The Minister for Seniors was asking questions and taking note of the answers Tuesday as she led a consultation about caregivers.

At a session at Laval University family caregivers shared the challenges they face when caring for elderly family members, children with disabilities, or others who cannot function solely on their own.

Many said they face financial problems, suffer from burnout, and in general feel undervalued.

Lucy Barylak spent years caring for her sick mother. 

"When you meet a caregiver no matter what profession you are - whether it's a doctor and you walk in - why don't you turn and ask, 'And how are you doing?' Nobody ever asked me that. Nobody ever asked me...At that point I had kids at home, I was married, full time job - and caring for my mother as an only child,' said Barylak.

Marguerite Blais is passionate about caregiving, having been a caregiver herself for her late husband.

A former cabinet minister in the Liberal government led by Jean Charest, Blais retired from politics in 2015 following the death of her husband.

She said the experience showed her firsthand how people who care for family members need to get more support from the community and from the government.

"I was a caregiver myself. I was tired, I didn't know where to get respite. I didn't ask for respite. And very often people are dying before the person that they are helping, and we have to stop this type of situation," said the Minister for Seniors.

She returned to politics this year when Coalition Avenir Quebec leader Francois Legault said that if elected, she would be able to create the kind of program she desired.

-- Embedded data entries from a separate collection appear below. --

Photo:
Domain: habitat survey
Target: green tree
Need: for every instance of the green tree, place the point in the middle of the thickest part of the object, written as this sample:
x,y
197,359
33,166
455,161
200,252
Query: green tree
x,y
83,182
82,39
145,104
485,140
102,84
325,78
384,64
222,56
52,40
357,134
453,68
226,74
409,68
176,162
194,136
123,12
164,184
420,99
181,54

Blais is now leading a series of public hearings and other sessions to help change the government's policies to assist the 1.6 million caregivers in Quebec who need support.

Reaching the breaking point

Claire Webster spent years caring for her mother after she was diagnosed with Alzheimer's, and she found it very difficult.

"I had no idea what the disease was, no idea how it was going to progress, how to plan for this disease, and most importantly how it was going to impact my life," said Webster.

It ultimately drove her to a nervous breakdown.

"July of 2011, I sat in our driveway and I called my husband and I said I wanted to take my life because I couldn't keep those balls in the air anymore. The stress. The overwhelming sense of responsibility. All the decisions that had to be made," said Webster.

The Minister knows firsthand about reaching the breaking point, which is why she is creating a new policy.

"We need to have a medical plan for the caregiver, as well as we have a medical plan for the person who is sick. So if we see that the caregiver is getting sick, we're going to be able to help the caregiver. That's very, very important," said Blais.

While her ordeal is over, Webster is hopeful that other caregivers will have an easier time and will ask for help.

"The big challenge for caregivers is that we think we're superheroes. We think that we've invincible. we're doing everything possible wanting to take care our of loved one, but we're forgetting about ourselves," said Webster.

Blais hopes to have a new policy ironed out in the next few months and to begin implementing it in the spring.